I would like to express my sincere gratitude for the support and efficiency provided by the editorial office throughout the publication process of my article, “Delayed Vulvar Metastases from Rectal Carcinoma: A Case Report.” I greatly appreciate the assistance and guidance I received from your team, which made the entire process smooth and efficient. The peer review process was thorough and constructive, contributing to the overall quality of the final article. I am very grateful for the high level of professionalism and commitment shown by the editorial staff, and I look forward to maintaining a long-term collaboration with the International Journal of Clinical Case Reports and Reviews.

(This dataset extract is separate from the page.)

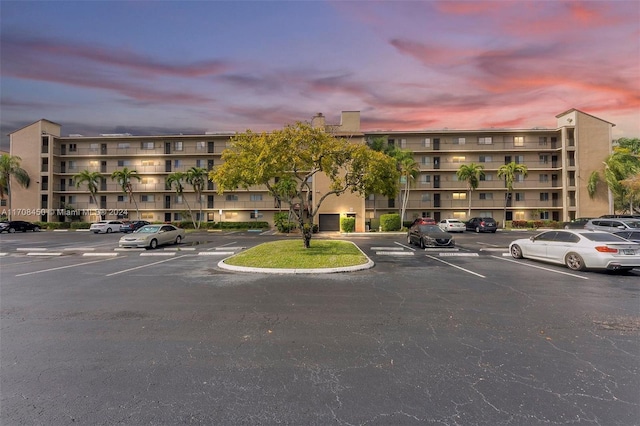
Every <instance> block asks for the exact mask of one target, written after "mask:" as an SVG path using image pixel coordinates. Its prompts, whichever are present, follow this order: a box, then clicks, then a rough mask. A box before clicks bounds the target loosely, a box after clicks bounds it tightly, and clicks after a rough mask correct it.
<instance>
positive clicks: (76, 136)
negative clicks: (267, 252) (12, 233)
mask: <svg viewBox="0 0 640 426" xmlns="http://www.w3.org/2000/svg"><path fill="white" fill-rule="evenodd" d="M556 119H557V127H556V128H555V129H543V128H534V129H483V130H449V129H447V130H424V131H422V130H421V131H385V132H380V131H375V132H361V130H360V113H359V112H357V111H345V112H343V113H342V119H341V123H340V124H339V125H326V123H325V118H324V117H323V116H322V114H318V115H317V116H315V117H314V118H313V120H312V123H313V125H314V126H322V127H325V128H326V129H327V130H328V131H332V132H333V133H335V134H336V135H337V136H344V137H349V138H350V139H351V140H353V141H354V143H362V141H363V140H366V139H372V138H375V137H385V138H386V141H387V143H389V144H393V145H397V146H399V147H401V148H403V149H406V150H410V151H412V152H413V155H414V159H415V160H416V162H417V163H418V164H419V168H420V174H419V176H418V178H417V179H416V181H415V182H414V183H413V185H411V186H410V191H409V201H408V204H407V210H406V215H405V217H404V220H412V219H414V218H416V217H420V216H429V217H433V218H435V219H442V218H448V217H458V218H466V217H467V216H468V213H469V212H468V209H469V199H468V198H467V197H469V193H468V191H467V184H466V182H462V181H459V180H458V179H457V175H456V172H457V170H458V168H459V167H460V165H462V164H467V163H471V162H474V163H477V164H481V165H482V166H484V174H485V175H484V177H483V178H482V179H481V182H480V185H479V186H478V188H477V190H475V191H473V192H472V193H471V210H472V212H471V215H472V216H492V217H494V218H495V219H496V220H498V221H504V220H520V219H523V220H524V219H550V220H570V219H573V218H577V217H591V216H599V215H601V214H605V213H610V212H611V207H610V202H609V199H608V195H607V191H606V189H600V190H599V192H598V193H597V194H596V197H594V198H593V199H592V198H591V197H589V195H588V194H587V190H586V182H587V179H588V177H589V175H590V174H591V172H593V171H594V170H598V171H601V170H602V167H603V166H602V161H603V160H604V159H605V158H606V156H607V155H608V154H609V153H610V152H611V149H612V127H613V124H612V123H609V122H607V121H604V120H602V119H599V118H597V117H594V116H592V115H589V114H586V113H584V112H581V111H578V110H575V109H572V110H569V111H566V112H564V113H562V114H559V115H558V116H556ZM60 131H61V126H60V125H59V124H56V123H53V122H51V121H48V120H44V119H43V120H39V121H37V122H35V123H33V124H31V125H28V126H26V127H24V128H22V129H19V130H16V131H15V132H13V133H11V134H10V140H11V151H10V153H11V155H17V156H19V157H21V158H22V167H23V168H24V169H26V170H27V171H28V172H29V174H30V176H31V177H32V181H33V182H34V184H33V185H31V186H30V187H29V188H21V187H18V186H17V185H16V186H14V187H13V188H12V190H13V195H12V199H11V201H12V205H11V209H12V213H13V216H14V218H21V219H25V220H42V221H58V220H60V216H59V215H58V214H57V213H58V209H59V208H60V207H62V206H73V207H74V208H75V209H76V210H77V211H80V212H84V213H86V215H85V216H86V217H85V218H84V220H95V219H97V216H95V212H96V210H100V209H101V210H102V213H106V216H107V218H115V217H117V216H118V215H122V214H123V213H125V214H126V213H128V216H129V217H130V218H135V216H136V212H135V211H134V210H135V209H134V207H133V203H132V202H131V201H133V200H130V199H129V196H130V195H129V194H126V193H123V192H122V190H121V188H120V187H119V186H118V185H117V183H116V182H115V181H113V180H112V179H111V178H110V176H111V173H112V172H113V171H115V170H120V169H122V168H124V167H128V168H129V169H133V170H136V171H137V172H138V174H139V175H140V177H141V180H140V181H133V196H134V197H136V200H135V201H136V203H137V204H138V207H139V210H140V215H141V218H142V219H146V220H150V221H179V220H183V219H185V212H186V211H187V207H186V202H188V203H189V204H190V206H191V207H192V209H193V211H194V213H195V214H196V215H197V214H198V211H199V209H200V203H202V210H203V217H202V219H203V220H205V221H209V222H211V221H213V222H219V221H250V220H258V219H259V220H265V221H268V222H272V221H273V215H274V213H276V212H278V211H281V209H282V208H286V206H278V204H277V203H276V202H275V200H274V198H273V197H272V196H271V195H269V193H268V191H267V190H266V188H264V187H255V188H251V189H250V190H248V191H247V190H238V191H232V192H225V193H224V194H218V193H217V188H216V185H215V183H214V182H209V183H208V186H207V188H206V189H205V191H204V192H203V194H202V198H201V199H200V200H196V196H195V193H194V192H193V191H192V190H191V188H189V186H188V185H186V189H185V193H184V195H182V196H180V195H178V194H176V193H175V192H174V191H173V190H172V189H171V188H170V187H169V186H167V184H166V178H167V176H168V175H169V174H170V173H172V172H175V171H186V170H187V169H189V168H191V167H194V166H195V167H202V168H205V169H211V168H212V167H214V166H216V165H217V164H221V161H222V159H221V154H222V152H223V150H224V149H225V148H226V147H227V145H228V143H229V141H230V138H231V136H232V134H231V133H207V134H202V135H162V136H134V135H129V134H103V135H100V136H89V137H85V136H81V135H69V136H61V132H60ZM512 161H515V162H516V163H520V164H524V165H526V166H527V168H528V174H527V176H526V177H522V176H519V177H518V180H517V181H516V182H515V183H514V190H513V194H512V197H511V199H510V200H508V204H507V211H506V217H505V215H504V206H505V195H506V188H505V183H504V180H503V179H501V178H499V177H498V176H497V172H498V169H499V168H500V166H501V165H503V164H506V163H509V162H512ZM83 170H89V171H97V172H100V173H101V174H102V175H103V176H102V180H101V183H100V187H99V188H98V194H97V200H96V201H97V204H96V203H92V200H91V198H90V194H89V193H88V192H87V189H86V186H82V185H81V186H80V187H77V186H76V184H75V182H74V178H73V176H74V175H75V174H77V173H79V172H81V171H83ZM313 185H314V191H313V192H314V194H312V196H316V194H321V193H322V192H323V188H325V187H326V185H327V181H326V180H325V179H324V178H323V177H322V176H318V177H317V178H316V179H315V181H314V182H313ZM399 208H400V201H399V197H397V198H396V199H387V198H385V197H381V196H376V195H374V194H372V195H370V196H369V197H367V198H366V199H364V198H362V197H359V196H357V195H355V194H345V195H342V196H340V197H331V198H329V199H327V200H325V202H324V203H323V206H322V209H321V211H320V212H319V215H318V217H317V218H316V223H318V224H319V226H320V229H321V230H337V229H338V227H339V218H340V216H353V217H356V230H358V231H362V230H364V229H365V227H366V224H368V223H369V222H370V221H371V220H372V219H373V220H375V219H376V218H378V217H379V216H380V215H381V214H385V213H391V212H394V213H395V212H398V211H399ZM91 211H93V212H94V213H93V217H92V216H91V213H90V212H91Z"/></svg>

To Dear Erin Aust, I would like to express my heartfelt appreciation for the opportunity to have my work published in this esteemed journal. The entire publication process was smooth and well-organized, and I am extremely satisfied with the final result. The Editorial Team demonstrated the utmost professionalism, providing prompt and insightful feedback throughout the review process. Their clear communication and constructive suggestions were invaluable in enhancing my manuscript, and their meticulous attention to detail and dedication to quality are truly commendable. Additionally, the support from the Editorial Office was exceptional. From the initial submission to the final publication, I was guided through every step of the process with great care and professionalism. The team's responsiveness and assistance made the entire experience both easy and stress-free. I am also deeply impressed by the quality and reputation of the journal. It is an honor to have my research featured in such a respected publication, and I am confident that it will make a meaningful contribution to the field.

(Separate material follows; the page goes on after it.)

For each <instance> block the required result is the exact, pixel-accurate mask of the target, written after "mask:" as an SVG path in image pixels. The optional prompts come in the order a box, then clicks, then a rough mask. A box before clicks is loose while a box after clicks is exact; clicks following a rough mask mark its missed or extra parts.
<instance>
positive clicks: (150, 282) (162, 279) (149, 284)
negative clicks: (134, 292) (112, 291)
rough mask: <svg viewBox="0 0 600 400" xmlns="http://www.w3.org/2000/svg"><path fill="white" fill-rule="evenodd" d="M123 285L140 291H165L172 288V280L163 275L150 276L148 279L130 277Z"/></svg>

"I am grateful for the opportunity of contributing to [International Journal of Clinical Case Reports and Reviews] and for the rigorous review process that enhances the quality of research published in your esteemed journal. I sincerely appreciate the time and effort of your team who have dedicatedly helped me in improvising changes and modifying my manuscript. The insightful comments and constructive feedback provided have been invaluable in refining and strengthening my work".

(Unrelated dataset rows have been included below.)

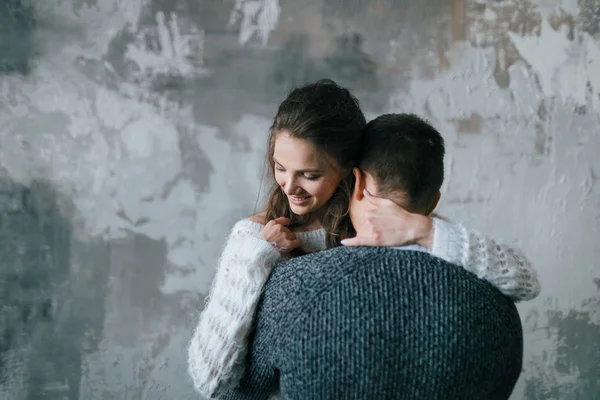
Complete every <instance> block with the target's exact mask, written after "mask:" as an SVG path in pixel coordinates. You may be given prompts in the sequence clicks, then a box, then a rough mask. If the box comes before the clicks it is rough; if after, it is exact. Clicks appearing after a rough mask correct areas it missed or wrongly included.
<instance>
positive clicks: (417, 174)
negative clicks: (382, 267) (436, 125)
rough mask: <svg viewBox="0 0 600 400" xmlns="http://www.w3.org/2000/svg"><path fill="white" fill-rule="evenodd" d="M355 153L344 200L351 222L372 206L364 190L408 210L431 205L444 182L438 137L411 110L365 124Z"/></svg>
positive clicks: (380, 117) (436, 201)
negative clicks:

I thank the ‘Journal of Clinical Research and Reports’ for accepting this article for publication. This is a rigorously peer reviewed journal which is on all major global scientific data bases. I note the review process was prompt, thorough and professionally critical. It gave us an insight into a number of important scientific/statistical issues. The review prompted us to review the relevant literature again and look at the limitations of the study. The peer reviewers were open, clear in the instructions and the editorial team was very prompt in their communication. This journal certainly publishes quality research articles. I would recommend the journal for any future publications.
Dear Jessica Magne, with gratitude for the joint work. Fast process of receiving and processing the submitted scientific materials in “Clinical Cardiology and Cardiovascular Interventions”. High level of competence of the editors with clear and correct recommendations and ideas for enriching the article.
We found the peer review process quick and positive in its input. The support from the editorial officer has been very agile, always with the intention of improving the article and taking into account our subsequent corrections.